Department of Pediatrics, SATH, Govt. Medical College, Thiruvananthapuram, Kerala, 695011, India.
Department of Pediatric Cardiology, SATH, Govt. Medical College, Thiruvananthapuram, Kerala, India.
Indian J Pediatr. 2018 Oct;85(10):877-884. doi: 10.1007/s12098-018-2667-3. Epub 2018 Apr 14.
To describe the diagnostic test properties of Cardiac Troponin-T (cTnT) in predicting myocardial dysfunction in asphyxiated term neonates by taking echocardiography as the gold standard and to establish the optimum cut-off values of cTnT for myocardial dysfunction, shock, severe hypoxic ischemic encephalopathy (HIE) and mortality by receiver operator characteristic (ROC) curve analysis.
This was a prospective study based on diagnostic test evaluation. The study included 120 term asphyxiated neonates in a tertiary care neonatal intensive care unit (NICU) in Southern India from June 2011 through June 2015. All the neonates were clinically evaluated. Venous blood was taken at 4 h of life for cTnT estimation. Echocardiography was done within 24 h of birth.
The mean cTnT level of asphyxiated term neonates was 0.207±0.289 ng/ml (mean ± SD). Asphyxiated neonates with myocardial dysfunction had higher cTnT levels (0.277±0.231) as compared to those without myocardial dysfunction (0.061±0.036, p = 0.0001). Using ROC curve, the cut-off cTnT values for myocardial dysfunction was 0.1145 ng/ml with sensitivity 92.4% and specificity 94.1%. Cardiac Troponin-T levels were significantly higher among asphyxiated neonates with shock (0.378±0.348, p = 0.0001) and the levels also correlated positively with increasing grades of HIE. The cut-off cTnT value for mortality was 0.2505 ng/ml with sensitivity 83.9% and specificity 96.6%.

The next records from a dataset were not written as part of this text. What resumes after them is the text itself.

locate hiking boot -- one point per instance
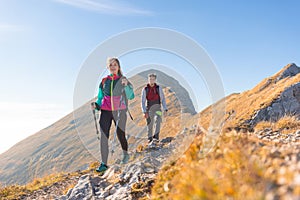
(125, 158)
(103, 167)
(152, 144)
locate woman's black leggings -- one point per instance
(106, 118)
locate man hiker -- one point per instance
(152, 99)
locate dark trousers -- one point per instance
(106, 118)
(151, 120)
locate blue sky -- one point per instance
(44, 43)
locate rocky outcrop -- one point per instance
(289, 71)
(288, 103)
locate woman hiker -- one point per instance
(114, 90)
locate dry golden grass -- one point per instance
(241, 107)
(225, 173)
(16, 191)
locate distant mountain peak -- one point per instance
(288, 71)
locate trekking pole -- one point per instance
(95, 119)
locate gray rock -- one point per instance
(83, 190)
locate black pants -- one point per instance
(151, 120)
(106, 118)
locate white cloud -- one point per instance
(10, 28)
(20, 120)
(106, 7)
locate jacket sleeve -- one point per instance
(100, 96)
(163, 99)
(144, 100)
(129, 91)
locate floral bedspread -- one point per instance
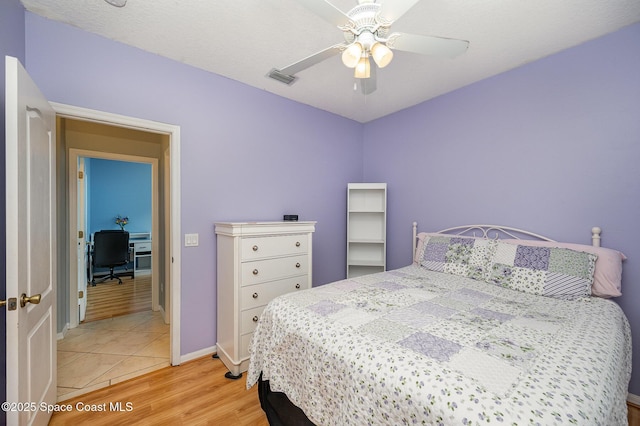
(413, 346)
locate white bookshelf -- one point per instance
(366, 228)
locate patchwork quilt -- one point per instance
(416, 346)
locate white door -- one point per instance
(81, 252)
(31, 252)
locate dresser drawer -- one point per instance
(249, 319)
(254, 296)
(273, 269)
(281, 245)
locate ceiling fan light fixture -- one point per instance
(352, 54)
(363, 69)
(117, 3)
(382, 55)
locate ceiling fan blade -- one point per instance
(427, 45)
(391, 10)
(326, 11)
(309, 61)
(369, 85)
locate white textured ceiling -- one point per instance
(244, 39)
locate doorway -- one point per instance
(166, 199)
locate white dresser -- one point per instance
(257, 261)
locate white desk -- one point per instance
(140, 242)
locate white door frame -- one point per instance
(173, 257)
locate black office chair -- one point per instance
(110, 249)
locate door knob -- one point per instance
(35, 299)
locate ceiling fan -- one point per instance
(366, 30)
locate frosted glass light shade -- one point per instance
(363, 69)
(352, 55)
(381, 54)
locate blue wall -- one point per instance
(118, 188)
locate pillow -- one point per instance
(607, 279)
(458, 255)
(547, 271)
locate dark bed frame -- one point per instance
(281, 411)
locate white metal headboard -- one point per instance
(497, 230)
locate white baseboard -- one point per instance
(64, 331)
(198, 354)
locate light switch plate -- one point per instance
(190, 240)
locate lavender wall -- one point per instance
(553, 146)
(246, 154)
(11, 44)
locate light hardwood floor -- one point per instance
(110, 299)
(194, 393)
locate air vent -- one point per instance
(282, 78)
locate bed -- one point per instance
(488, 324)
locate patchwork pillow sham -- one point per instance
(607, 278)
(548, 271)
(457, 255)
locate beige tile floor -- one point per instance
(102, 353)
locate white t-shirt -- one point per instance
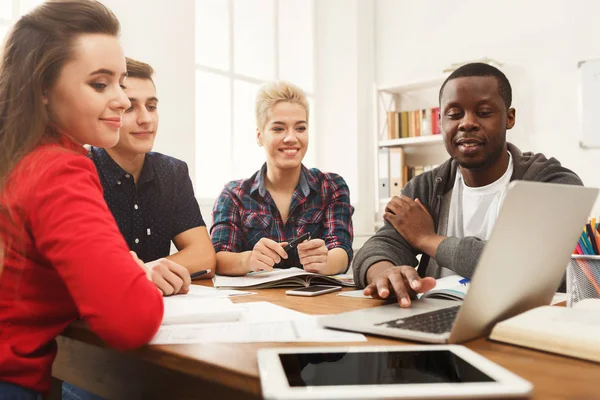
(474, 210)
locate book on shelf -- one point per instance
(416, 123)
(573, 332)
(290, 277)
(397, 163)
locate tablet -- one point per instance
(399, 372)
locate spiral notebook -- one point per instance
(290, 277)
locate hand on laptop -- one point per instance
(403, 281)
(265, 254)
(169, 277)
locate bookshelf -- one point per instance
(419, 152)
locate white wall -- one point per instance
(540, 44)
(344, 87)
(162, 35)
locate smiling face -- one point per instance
(285, 136)
(87, 101)
(474, 120)
(140, 121)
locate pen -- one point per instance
(198, 274)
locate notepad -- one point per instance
(189, 309)
(572, 332)
(291, 277)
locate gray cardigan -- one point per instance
(434, 189)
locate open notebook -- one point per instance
(190, 309)
(572, 332)
(290, 277)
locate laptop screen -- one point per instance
(378, 368)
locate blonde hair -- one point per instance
(138, 69)
(275, 92)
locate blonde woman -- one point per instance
(253, 219)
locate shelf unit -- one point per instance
(420, 150)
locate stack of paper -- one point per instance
(259, 322)
(188, 309)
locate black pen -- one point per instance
(198, 274)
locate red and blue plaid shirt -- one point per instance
(245, 212)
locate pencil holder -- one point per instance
(583, 278)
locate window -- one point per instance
(11, 10)
(241, 44)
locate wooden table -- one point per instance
(230, 371)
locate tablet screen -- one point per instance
(378, 368)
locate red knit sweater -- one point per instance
(64, 258)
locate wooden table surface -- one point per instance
(230, 371)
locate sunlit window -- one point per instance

In asphyxiated term neonates, early cTnT elevation is a marker for predicting myocardial dysfunction and elevated cTnT levels had high sensitivity and specificity. There was significant relation with increasing cTnT values and increasing grades of HIE.
通过以超声心动图为金标准,描述心脏肌钙蛋白 T(cTnT)在预测窒息足月新生儿心功能障碍方面的诊断试验特性,并通过接受者操作特征(ROC)曲线分析建立 cTnT 用于预测心功能障碍、休克、严重缺氧缺血性脑病(HIE)和死亡率的最佳截断值。
这是一项基于诊断试验评估的前瞻性研究。该研究纳入了 2011 年 6 月至 2015 年 6 月在印度南部一家三级新生儿重症监护病房(NICU)的 120 例窒息足月新生儿。所有新生儿均进行临床评估。在出生后 4 小时内采集静脉血以检测 cTnT 水平。在出生后 24 小时内进行超声心动图检查。
窒息足月新生儿的平均 cTnT 水平为 0.207±0.289ng/ml(均值±标准差)。与无心功能障碍的窒息新生儿相比,有心功能障碍的窒息新生儿的 cTnT 水平更高(0.277±0.231,p=0.0001)。使用 ROC 曲线,cTnT 用于诊断心功能障碍的截断值为 0.1145ng/ml,敏感性为 92.4%,特异性为 94.1%。在伴有休克的窒息新生儿中,cTnT 水平明显更高(0.378±0.348,p=0.0001),且水平与 HIE 分级的增加呈正相关。用于预测死亡率的 cTnT 截断值为 0.2505ng/ml,敏感性为 83.9%,特异性为 96.6%。
在窒息足月新生儿中,早期 cTnT 升高是预测心功能障碍的标志物,且 cTnT 水平升高具有较高的敏感性和特异性。cTnT 值与 HIE 分级的增加呈显著正相关。